Why would a Dr give you all the information to use a diet when he was selling books? Only because it works consistently so people want to learn more about it.
It all has to do with lectins, or plant and animal proteins:
"One day toward the end of 1945, looking at this table in the second English edition of Landsteiner's book, I was seized with the idea that if such extracts could show species specificity, they might even show individual specificity; that is, they might possibly affect the red cells of some individuals of a species and not affect others of the same species. Therefore, I asked one of my assistants to go out to the corner grocery store and buy some dried lima beans. Why I said lima beans instead of the more common pea beans or kidney beans I shall never know. But if we had bought practically any other bean we would not have discovered anything new.
The lima beans were ground and extracted with salt solution. The resulting extract agglutinated erythrocytes of some human individuals, but those of others only weakly, if at all. It was immediately evident that the differences were correlated with blood groups.

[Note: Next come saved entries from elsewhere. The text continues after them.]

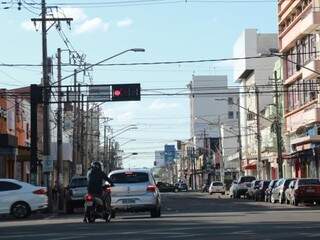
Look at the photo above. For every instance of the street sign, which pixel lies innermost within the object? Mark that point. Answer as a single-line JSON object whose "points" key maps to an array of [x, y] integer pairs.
{"points": [[79, 169], [47, 164], [99, 93], [169, 153]]}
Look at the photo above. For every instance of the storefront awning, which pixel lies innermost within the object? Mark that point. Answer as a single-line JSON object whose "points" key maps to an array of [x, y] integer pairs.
{"points": [[251, 166]]}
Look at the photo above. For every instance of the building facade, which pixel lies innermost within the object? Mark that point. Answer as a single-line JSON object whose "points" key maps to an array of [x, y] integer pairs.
{"points": [[214, 125], [253, 76], [299, 43]]}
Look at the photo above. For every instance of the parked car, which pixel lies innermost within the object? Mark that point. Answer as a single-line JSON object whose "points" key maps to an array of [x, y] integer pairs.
{"points": [[260, 192], [232, 188], [289, 192], [243, 184], [205, 187], [217, 187], [20, 199], [267, 195], [181, 187], [165, 187], [75, 192], [135, 190], [306, 190], [278, 193], [252, 189]]}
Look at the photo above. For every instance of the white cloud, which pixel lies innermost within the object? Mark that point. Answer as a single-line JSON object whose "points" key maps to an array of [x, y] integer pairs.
{"points": [[77, 14], [92, 25], [159, 105], [29, 26], [125, 23]]}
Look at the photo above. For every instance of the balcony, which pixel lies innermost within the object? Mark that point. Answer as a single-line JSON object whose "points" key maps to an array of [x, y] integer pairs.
{"points": [[305, 140], [307, 22], [303, 73], [302, 118]]}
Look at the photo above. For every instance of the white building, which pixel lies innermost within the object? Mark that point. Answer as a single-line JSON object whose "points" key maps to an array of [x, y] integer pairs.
{"points": [[214, 112], [252, 74]]}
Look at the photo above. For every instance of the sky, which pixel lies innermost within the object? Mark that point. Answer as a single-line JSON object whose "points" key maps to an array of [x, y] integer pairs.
{"points": [[168, 30]]}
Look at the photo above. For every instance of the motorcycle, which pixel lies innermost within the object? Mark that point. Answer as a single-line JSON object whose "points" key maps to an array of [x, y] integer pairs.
{"points": [[94, 206]]}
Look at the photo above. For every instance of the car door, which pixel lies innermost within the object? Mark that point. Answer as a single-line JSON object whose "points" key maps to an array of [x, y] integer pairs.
{"points": [[8, 192]]}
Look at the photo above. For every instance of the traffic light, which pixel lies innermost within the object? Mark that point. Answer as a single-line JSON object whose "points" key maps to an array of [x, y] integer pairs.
{"points": [[126, 92]]}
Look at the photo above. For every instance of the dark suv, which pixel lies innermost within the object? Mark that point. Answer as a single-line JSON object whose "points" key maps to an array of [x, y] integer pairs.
{"points": [[75, 193], [244, 183]]}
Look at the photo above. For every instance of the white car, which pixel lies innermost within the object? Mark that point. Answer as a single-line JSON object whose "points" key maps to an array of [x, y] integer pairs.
{"points": [[217, 187], [20, 199], [135, 190]]}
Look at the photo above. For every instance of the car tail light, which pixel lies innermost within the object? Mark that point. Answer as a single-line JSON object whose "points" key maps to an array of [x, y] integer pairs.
{"points": [[151, 188], [41, 191], [88, 198], [107, 189]]}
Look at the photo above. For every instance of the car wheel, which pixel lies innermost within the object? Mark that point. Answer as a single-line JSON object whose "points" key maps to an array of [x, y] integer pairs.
{"points": [[69, 208], [272, 199], [280, 199], [156, 212], [113, 214], [20, 210]]}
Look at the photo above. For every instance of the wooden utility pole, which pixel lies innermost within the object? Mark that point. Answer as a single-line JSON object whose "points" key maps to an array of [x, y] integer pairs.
{"points": [[59, 180], [278, 127], [258, 133]]}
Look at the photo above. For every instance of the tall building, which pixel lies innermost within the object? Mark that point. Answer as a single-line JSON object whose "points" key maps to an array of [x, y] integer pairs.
{"points": [[299, 39], [252, 74], [214, 124]]}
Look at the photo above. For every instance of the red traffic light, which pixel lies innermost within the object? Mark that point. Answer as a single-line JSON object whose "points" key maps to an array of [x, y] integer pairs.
{"points": [[117, 93], [126, 92]]}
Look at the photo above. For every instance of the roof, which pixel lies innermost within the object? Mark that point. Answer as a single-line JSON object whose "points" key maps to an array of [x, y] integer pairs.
{"points": [[146, 170]]}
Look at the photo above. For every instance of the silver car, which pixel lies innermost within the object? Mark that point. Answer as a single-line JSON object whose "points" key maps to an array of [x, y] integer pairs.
{"points": [[135, 190]]}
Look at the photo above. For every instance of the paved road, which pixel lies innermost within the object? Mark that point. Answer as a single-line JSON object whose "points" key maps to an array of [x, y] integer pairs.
{"points": [[185, 216]]}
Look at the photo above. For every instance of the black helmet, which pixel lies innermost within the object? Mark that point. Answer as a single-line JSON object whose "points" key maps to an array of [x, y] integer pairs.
{"points": [[96, 165]]}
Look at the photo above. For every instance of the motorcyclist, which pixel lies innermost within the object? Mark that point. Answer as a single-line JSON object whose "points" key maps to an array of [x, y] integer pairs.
{"points": [[96, 179]]}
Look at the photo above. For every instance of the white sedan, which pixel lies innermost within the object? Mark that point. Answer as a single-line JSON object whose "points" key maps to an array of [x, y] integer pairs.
{"points": [[20, 199], [216, 187]]}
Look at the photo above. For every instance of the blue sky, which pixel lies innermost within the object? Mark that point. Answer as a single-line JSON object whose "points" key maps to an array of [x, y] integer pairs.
{"points": [[168, 32]]}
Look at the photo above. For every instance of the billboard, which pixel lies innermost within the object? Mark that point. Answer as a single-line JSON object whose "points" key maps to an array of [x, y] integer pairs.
{"points": [[169, 153], [159, 159]]}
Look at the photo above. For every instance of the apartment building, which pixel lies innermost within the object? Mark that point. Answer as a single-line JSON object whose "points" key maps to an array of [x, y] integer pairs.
{"points": [[214, 124], [253, 76], [299, 39]]}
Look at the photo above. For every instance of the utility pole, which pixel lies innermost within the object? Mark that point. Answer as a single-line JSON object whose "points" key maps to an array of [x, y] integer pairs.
{"points": [[258, 133], [59, 180], [221, 151], [82, 143], [74, 132], [46, 92], [104, 147], [86, 137], [278, 127], [239, 140], [46, 99]]}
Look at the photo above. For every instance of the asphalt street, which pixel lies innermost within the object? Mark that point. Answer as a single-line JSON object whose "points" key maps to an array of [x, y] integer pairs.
{"points": [[185, 216]]}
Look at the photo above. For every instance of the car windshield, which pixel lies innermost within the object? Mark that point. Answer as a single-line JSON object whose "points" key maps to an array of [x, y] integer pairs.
{"points": [[129, 177], [287, 182], [266, 183], [247, 179], [78, 182], [217, 184], [309, 182]]}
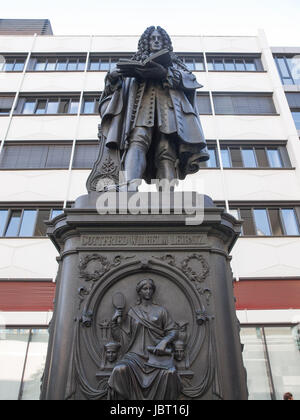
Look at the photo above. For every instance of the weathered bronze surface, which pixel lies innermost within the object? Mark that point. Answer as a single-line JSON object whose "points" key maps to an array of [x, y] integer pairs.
{"points": [[150, 126], [144, 307]]}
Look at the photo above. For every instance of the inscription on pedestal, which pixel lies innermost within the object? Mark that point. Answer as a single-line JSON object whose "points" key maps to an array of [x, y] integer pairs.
{"points": [[143, 240]]}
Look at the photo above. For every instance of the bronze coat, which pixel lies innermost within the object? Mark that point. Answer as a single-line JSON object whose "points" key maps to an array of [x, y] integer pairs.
{"points": [[169, 105]]}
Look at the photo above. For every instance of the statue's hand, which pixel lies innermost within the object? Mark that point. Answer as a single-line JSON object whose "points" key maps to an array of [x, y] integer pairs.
{"points": [[117, 318], [160, 348], [114, 75], [152, 71]]}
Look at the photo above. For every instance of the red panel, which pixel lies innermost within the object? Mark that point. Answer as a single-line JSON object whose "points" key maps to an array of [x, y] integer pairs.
{"points": [[267, 294], [26, 295]]}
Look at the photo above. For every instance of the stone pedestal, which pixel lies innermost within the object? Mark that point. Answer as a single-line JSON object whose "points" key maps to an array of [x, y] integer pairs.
{"points": [[103, 257]]}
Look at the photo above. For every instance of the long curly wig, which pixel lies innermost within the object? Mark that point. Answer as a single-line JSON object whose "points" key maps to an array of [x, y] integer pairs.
{"points": [[144, 46]]}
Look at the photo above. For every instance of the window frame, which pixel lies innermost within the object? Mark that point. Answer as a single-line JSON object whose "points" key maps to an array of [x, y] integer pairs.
{"points": [[49, 208], [252, 207], [285, 58], [15, 60], [211, 58], [98, 57], [56, 59], [23, 100], [234, 107]]}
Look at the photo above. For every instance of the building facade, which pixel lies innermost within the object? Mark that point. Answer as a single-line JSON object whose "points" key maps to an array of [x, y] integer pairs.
{"points": [[249, 108]]}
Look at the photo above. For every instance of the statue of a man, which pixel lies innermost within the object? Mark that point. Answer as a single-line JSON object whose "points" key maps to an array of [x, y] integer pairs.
{"points": [[149, 114]]}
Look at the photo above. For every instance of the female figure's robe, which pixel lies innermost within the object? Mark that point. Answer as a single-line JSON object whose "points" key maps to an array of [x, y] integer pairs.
{"points": [[132, 377]]}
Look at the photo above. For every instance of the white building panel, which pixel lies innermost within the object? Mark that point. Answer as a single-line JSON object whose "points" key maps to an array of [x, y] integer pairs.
{"points": [[53, 82], [10, 81], [27, 258], [42, 127], [94, 81], [15, 44], [230, 44], [238, 81], [108, 44], [34, 186], [61, 44], [254, 185], [246, 127], [88, 127], [261, 257], [77, 184], [4, 121]]}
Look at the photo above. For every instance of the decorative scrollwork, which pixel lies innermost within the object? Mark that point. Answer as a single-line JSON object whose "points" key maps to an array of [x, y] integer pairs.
{"points": [[95, 275], [201, 273]]}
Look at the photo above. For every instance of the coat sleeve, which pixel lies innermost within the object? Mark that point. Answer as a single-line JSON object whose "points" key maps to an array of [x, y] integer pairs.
{"points": [[179, 79]]}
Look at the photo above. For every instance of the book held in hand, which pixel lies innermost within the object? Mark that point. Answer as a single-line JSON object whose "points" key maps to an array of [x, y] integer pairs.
{"points": [[161, 57]]}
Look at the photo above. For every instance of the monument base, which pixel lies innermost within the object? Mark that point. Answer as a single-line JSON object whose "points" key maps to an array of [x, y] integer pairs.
{"points": [[100, 335]]}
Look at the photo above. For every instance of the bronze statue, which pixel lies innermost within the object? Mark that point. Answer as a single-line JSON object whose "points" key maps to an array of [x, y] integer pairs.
{"points": [[146, 371], [149, 113]]}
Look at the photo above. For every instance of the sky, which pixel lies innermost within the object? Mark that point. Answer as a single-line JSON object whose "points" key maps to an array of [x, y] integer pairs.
{"points": [[279, 18]]}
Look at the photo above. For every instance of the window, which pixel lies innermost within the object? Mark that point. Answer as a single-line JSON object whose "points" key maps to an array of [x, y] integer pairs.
{"points": [[249, 159], [272, 360], [57, 63], [203, 104], [90, 105], [22, 358], [233, 63], [25, 222], [274, 158], [225, 158], [46, 106], [243, 104], [296, 117], [6, 103], [290, 222], [85, 155], [33, 156], [270, 221], [212, 162], [262, 222], [104, 63], [193, 63], [255, 157], [12, 63], [288, 68]]}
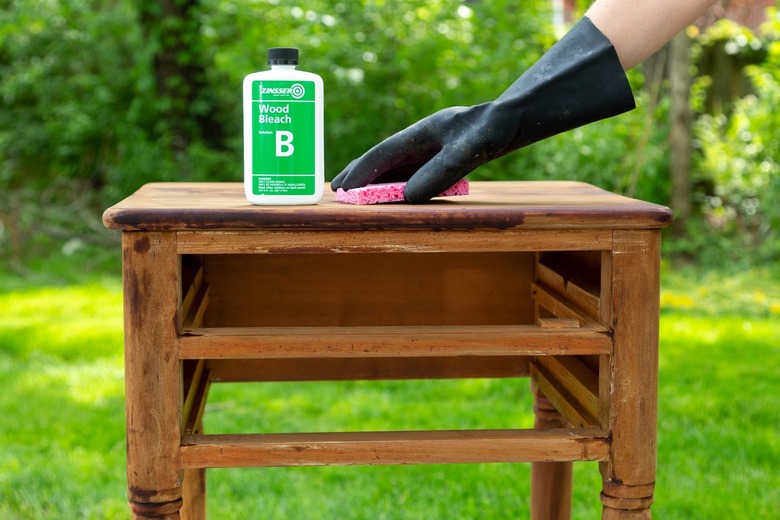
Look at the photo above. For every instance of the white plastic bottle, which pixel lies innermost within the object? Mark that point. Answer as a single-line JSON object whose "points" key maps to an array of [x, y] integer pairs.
{"points": [[284, 155]]}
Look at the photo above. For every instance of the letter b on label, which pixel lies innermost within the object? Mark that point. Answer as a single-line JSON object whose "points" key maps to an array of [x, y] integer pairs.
{"points": [[284, 146]]}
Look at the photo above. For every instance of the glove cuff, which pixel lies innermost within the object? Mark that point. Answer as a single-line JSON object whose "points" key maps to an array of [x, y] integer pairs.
{"points": [[578, 81]]}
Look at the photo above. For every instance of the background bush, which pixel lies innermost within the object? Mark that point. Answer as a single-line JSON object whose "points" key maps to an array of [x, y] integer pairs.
{"points": [[85, 121]]}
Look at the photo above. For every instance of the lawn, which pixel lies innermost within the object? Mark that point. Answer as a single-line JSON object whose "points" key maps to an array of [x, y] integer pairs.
{"points": [[62, 438]]}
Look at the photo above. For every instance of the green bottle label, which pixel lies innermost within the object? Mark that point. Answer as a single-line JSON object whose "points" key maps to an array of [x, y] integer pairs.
{"points": [[283, 160]]}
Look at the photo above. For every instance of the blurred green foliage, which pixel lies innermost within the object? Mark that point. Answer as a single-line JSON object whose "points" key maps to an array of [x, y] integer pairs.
{"points": [[84, 120]]}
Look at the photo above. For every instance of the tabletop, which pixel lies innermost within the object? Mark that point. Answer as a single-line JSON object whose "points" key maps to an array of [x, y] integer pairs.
{"points": [[178, 206]]}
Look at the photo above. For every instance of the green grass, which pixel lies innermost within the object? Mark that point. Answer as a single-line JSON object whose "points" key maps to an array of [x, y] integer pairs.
{"points": [[62, 417]]}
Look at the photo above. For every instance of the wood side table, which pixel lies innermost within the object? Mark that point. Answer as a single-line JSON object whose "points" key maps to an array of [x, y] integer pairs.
{"points": [[556, 281]]}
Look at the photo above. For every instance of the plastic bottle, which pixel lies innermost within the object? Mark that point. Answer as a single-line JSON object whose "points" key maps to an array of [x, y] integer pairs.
{"points": [[284, 156]]}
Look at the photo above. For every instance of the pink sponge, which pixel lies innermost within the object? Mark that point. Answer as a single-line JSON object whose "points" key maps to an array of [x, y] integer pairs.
{"points": [[390, 192]]}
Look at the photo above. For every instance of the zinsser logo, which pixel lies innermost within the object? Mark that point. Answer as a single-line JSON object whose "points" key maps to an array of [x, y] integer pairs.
{"points": [[295, 91]]}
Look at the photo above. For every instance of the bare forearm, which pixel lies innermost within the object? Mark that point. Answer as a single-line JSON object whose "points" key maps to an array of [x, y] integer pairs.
{"points": [[638, 28]]}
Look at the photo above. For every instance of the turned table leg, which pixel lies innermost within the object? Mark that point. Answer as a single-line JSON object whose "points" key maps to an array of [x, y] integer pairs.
{"points": [[631, 388], [152, 374], [551, 482]]}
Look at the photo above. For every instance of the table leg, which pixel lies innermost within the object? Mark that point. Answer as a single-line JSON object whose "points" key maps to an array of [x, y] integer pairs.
{"points": [[631, 385], [551, 482], [152, 374]]}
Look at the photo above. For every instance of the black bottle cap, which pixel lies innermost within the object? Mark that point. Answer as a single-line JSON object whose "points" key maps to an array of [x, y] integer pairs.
{"points": [[283, 56]]}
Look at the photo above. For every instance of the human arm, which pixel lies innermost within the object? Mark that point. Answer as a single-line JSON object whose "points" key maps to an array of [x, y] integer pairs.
{"points": [[578, 81], [638, 28]]}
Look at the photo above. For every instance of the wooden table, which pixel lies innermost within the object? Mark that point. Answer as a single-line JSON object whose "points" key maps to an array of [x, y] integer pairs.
{"points": [[557, 281]]}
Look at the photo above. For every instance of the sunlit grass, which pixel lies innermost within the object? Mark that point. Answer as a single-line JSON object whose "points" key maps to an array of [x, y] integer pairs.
{"points": [[62, 426]]}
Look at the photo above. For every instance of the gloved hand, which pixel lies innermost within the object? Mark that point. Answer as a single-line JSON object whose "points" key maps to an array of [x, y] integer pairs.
{"points": [[578, 81]]}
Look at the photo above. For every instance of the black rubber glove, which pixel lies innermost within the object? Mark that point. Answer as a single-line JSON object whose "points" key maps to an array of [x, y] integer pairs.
{"points": [[578, 81]]}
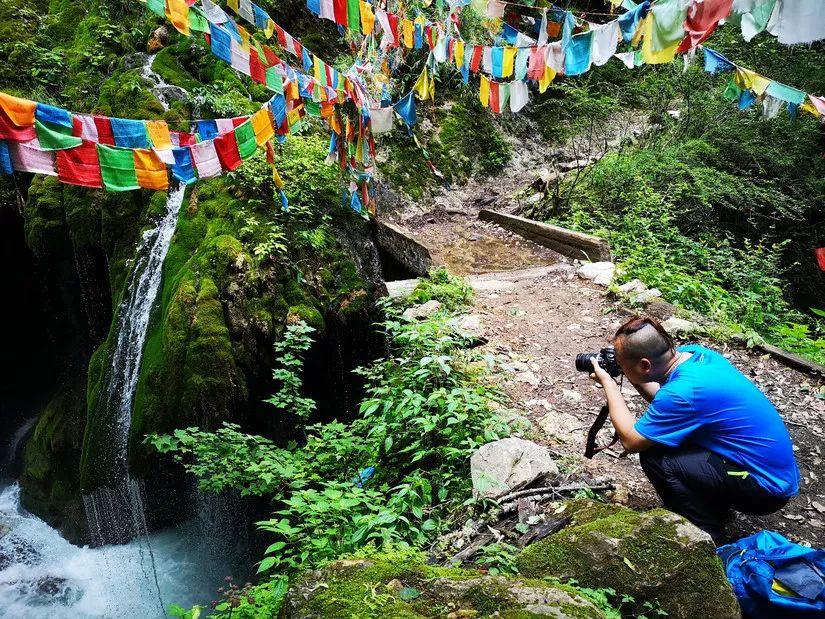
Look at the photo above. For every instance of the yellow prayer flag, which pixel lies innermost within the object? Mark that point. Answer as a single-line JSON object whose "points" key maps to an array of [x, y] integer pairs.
{"points": [[408, 33], [150, 171], [750, 80], [245, 38], [649, 55], [458, 54], [367, 17], [158, 132], [19, 111], [484, 92], [508, 62], [263, 126], [547, 78], [177, 11]]}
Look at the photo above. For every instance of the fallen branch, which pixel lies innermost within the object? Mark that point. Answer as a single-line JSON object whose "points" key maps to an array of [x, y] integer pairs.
{"points": [[551, 489]]}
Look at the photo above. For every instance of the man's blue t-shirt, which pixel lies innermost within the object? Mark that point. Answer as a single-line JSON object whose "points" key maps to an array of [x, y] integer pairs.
{"points": [[709, 403]]}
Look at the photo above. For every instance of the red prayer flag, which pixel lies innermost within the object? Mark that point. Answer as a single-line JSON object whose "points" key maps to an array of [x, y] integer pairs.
{"points": [[475, 61], [494, 102], [104, 131], [256, 68], [819, 252], [339, 8], [10, 131], [701, 20], [393, 19], [80, 166], [227, 149]]}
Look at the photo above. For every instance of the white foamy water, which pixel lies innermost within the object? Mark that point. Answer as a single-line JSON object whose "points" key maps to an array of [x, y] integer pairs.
{"points": [[44, 576]]}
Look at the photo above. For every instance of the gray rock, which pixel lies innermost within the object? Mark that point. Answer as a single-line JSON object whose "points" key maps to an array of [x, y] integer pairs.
{"points": [[601, 273], [674, 325], [633, 285], [424, 310], [646, 296], [508, 464]]}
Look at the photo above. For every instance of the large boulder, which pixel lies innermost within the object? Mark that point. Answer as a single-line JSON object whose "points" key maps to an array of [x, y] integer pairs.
{"points": [[509, 464], [402, 586], [656, 556]]}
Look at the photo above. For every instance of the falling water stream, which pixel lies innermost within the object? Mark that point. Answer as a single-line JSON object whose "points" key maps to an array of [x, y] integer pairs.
{"points": [[130, 573]]}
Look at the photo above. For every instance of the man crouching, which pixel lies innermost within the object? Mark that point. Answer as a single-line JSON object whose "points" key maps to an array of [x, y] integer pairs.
{"points": [[710, 441]]}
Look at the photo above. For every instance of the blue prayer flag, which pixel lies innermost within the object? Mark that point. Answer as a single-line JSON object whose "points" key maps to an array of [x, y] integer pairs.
{"points": [[261, 16], [716, 62], [406, 109], [183, 170], [221, 42], [129, 133], [577, 56], [6, 166], [207, 129], [54, 115]]}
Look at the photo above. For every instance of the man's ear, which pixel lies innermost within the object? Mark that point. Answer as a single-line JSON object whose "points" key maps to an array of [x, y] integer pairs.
{"points": [[645, 366]]}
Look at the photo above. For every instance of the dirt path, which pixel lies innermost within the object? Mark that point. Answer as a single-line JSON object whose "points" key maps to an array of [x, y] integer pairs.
{"points": [[536, 320], [536, 325]]}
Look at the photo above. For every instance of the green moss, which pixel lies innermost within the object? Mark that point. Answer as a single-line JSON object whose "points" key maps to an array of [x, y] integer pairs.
{"points": [[49, 483], [640, 554], [371, 587]]}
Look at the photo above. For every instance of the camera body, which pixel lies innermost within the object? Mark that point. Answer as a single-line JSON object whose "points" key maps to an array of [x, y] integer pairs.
{"points": [[607, 360]]}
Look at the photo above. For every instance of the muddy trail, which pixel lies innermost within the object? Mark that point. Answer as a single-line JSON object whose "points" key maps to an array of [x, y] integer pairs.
{"points": [[537, 313]]}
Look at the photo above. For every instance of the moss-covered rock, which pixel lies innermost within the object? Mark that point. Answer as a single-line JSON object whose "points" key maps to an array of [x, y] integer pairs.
{"points": [[654, 556], [404, 586], [49, 483]]}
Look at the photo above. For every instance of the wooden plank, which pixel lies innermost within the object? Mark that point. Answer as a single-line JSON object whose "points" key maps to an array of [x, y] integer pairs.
{"points": [[792, 360], [567, 242]]}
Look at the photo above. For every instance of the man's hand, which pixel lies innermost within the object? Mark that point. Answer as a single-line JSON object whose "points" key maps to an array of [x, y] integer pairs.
{"points": [[620, 416], [599, 374]]}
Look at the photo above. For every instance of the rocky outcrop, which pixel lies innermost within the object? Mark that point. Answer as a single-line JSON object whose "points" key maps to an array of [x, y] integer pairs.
{"points": [[403, 586], [655, 557], [509, 464]]}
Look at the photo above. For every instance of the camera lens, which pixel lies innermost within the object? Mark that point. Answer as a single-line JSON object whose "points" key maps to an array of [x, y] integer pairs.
{"points": [[583, 361]]}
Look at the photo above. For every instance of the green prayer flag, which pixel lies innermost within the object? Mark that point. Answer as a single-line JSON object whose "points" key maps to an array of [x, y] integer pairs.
{"points": [[274, 81], [197, 20], [732, 92], [354, 16], [158, 7], [117, 166], [245, 137], [55, 137]]}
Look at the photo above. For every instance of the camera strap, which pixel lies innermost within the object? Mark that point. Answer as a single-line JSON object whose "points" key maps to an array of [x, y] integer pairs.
{"points": [[590, 448]]}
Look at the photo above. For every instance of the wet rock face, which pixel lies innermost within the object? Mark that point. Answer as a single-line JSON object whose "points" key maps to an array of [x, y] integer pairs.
{"points": [[404, 587], [656, 557], [158, 40]]}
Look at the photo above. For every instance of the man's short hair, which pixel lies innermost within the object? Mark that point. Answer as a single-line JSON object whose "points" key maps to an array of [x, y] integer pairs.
{"points": [[643, 337]]}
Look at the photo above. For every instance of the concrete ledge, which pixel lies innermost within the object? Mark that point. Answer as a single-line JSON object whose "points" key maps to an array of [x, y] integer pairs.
{"points": [[566, 242], [403, 248]]}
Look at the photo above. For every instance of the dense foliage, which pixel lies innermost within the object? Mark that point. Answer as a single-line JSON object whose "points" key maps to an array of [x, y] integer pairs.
{"points": [[719, 209], [391, 477]]}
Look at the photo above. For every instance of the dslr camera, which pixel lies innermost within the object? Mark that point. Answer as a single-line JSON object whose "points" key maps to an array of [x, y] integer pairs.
{"points": [[607, 360]]}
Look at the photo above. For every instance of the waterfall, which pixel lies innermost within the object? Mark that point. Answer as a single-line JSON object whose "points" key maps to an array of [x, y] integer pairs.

The ease with which this discovery was made misled me, and aside from a rather oblique reference to it in the second edition of my Fundamentals of Immunology,(13) which I was working on at the time, I did not publish this observation until 1949, when I reported on an investigation of 262 varieties of plants belonging to 63 families and 186 genera.(14)
The first plant found to be blood-group specific was Phaseolus limensis, which, however, was not reported in detail (14) until 1949. In 1948 Renkonen (15) published an account of his independent studies of 57 species belonging to 28 genera. He reported Vicia cracca extracts to be specific for the blood-group-A antigen, and Laburnum alpinum, Cystisus sessifolius, and Lotus tetragonolobus to be specific for the H blood-group factor. Krupe published a large number of original observations. Makela (8) published a monograph giving the results of his tests on a large number of seeds, and Tobiska (l6) and Adamkova and Tobiska (17) published their results of tests with 200 plants. A complete list of all the plants tested in my laboratory was recently published." Five reviews have appeared (2,4,8.10,19)
I proposed that these blood-antigen-specific plant agglutinins (which are also specific precipitins) be called "lectins" -from the Latin legere, to pick out or choose -intending thus to call attention to their specificity without begging the question as to their nature."